June 4, 2004 – It’s like leapfrog, but nobody’s jumping

Pushing people onto the Keio line at Shibuya Station

Pushing people onto the Keio line at Shibuya Station

I had to work today. The guys went to a sword museum in Tokyo, and then met up with me outside Kawasaki station at the end of my shift. They all requested another night out in Shibuya. We spent our time in game centers and then went back to Don Quijote, this time sober enough to fully enjoy the experience. Green and I both bought small beer chilling machines which claim to cool a beer from room temperature to drinking temperature in 90 seconds. For the price of 2000 yen this seemed like a reasonable gamble.

We got to Shibuya station a bit early to avoid any chance of missing the last train. Our route home was the always crowded Keio line to Shimokitazawa, and then Odakyu line to Noborito. When we got to the platform we saw the second last train loading up. It was literally wall to wall people. This gave us a chance to see Japan’s famous train pushers for the first time. They are railway staff that push all of the arms and legs into a crowded train car so the doors can close. If you want a true Japan cultural experience, you have to see the train pushers in action.

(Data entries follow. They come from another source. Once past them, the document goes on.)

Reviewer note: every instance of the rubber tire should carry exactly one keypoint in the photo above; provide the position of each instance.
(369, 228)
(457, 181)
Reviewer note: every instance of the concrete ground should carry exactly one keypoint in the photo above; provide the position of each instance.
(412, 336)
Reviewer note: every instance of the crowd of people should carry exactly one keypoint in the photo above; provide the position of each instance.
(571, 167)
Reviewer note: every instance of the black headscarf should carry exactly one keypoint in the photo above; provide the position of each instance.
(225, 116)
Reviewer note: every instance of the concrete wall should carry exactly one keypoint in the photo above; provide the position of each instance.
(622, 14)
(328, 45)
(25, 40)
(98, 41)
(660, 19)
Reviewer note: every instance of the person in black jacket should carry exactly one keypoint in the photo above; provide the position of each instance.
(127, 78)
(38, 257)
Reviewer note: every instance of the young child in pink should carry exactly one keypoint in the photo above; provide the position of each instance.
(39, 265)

We went to the front of the line and waited for the last train of the evening to arrive. We were in the last train car standing against the back wall of the car in a row. I regretted my purchase of the beer cooling cube as I had to awkwardly straddle it while the train car filled up. By the time the train was ready to leave, the train car was packed like sardines and we were pressed up against the back wall. Due to my awkward straddling position, a nearby drunk man tried to use me as a seat.

The view inside the last train out of Shibuya

The view inside the last train out of Shibuya

As we got moving, a drunk woman crawled between Flounder’s legs and started looking like she was going to be sick. Flounder described the situation to me as “It’s like a game of leapfrog, but nobody’s jumping!”. Everyone in the area who could understand language was laughing at the situation.

When we got closer to Shimokitazawa station, I instructed the guys that we had to get off the train quickly and run to Odakyu line. I let them know that we only had a few minutes to make our connection before the Odakyu line left. I made very clear to them that if they didn’t get off the train before the doors closed, that they would have no way of getting back to Hello House.

At Shimokitazawa the doors opened and a crowd of people started flowing out of the train. Japan is a usually very polite and orderly country, except on crowded trains. When the train is crowded, anything goes. Hippie, Code Red, Green and I all forced our way off the train, but Flounder was trapped behind a man who stood directly in the doorway with his arms crossed.

Flounder yelled out “I can’t get off the train!”. I replied “you HAVE to get off the train NOW”.

Flounder, hearing the urgency in my voice, decided that desperate times called for desperate measures. He tried to go left – not enough space. He tried to go right – too crowded. He then grabbed the door blocker by his elbows, picked him up, and carried him off the train.

The door blocking man was furious at being picked up like a toy and moved out of the way. He turned around angrily and found himself staring directly into the middle of Flounder’s chest. As he slowly looked up at the giant smiling gaijin, he decided that he wasn’t all that angry anymore and quickly got on the train without a word. The nearby people on the platform thought this was hilarious. Flounder simply shrugged and told me “you said I had to get off the train now”. We all continued laughing as we ran for the Odakyu line to catch the last train back to Hello House.

Description on the beer cooling machine:

Drinking a glass of beer helps yourself release fatigue and mental stress after you come back home. Just pull down the lever and get a chilled canned beer for your relaxing time. COOLING CUBE creates a healing time and space beyond reality for you. Since 2002.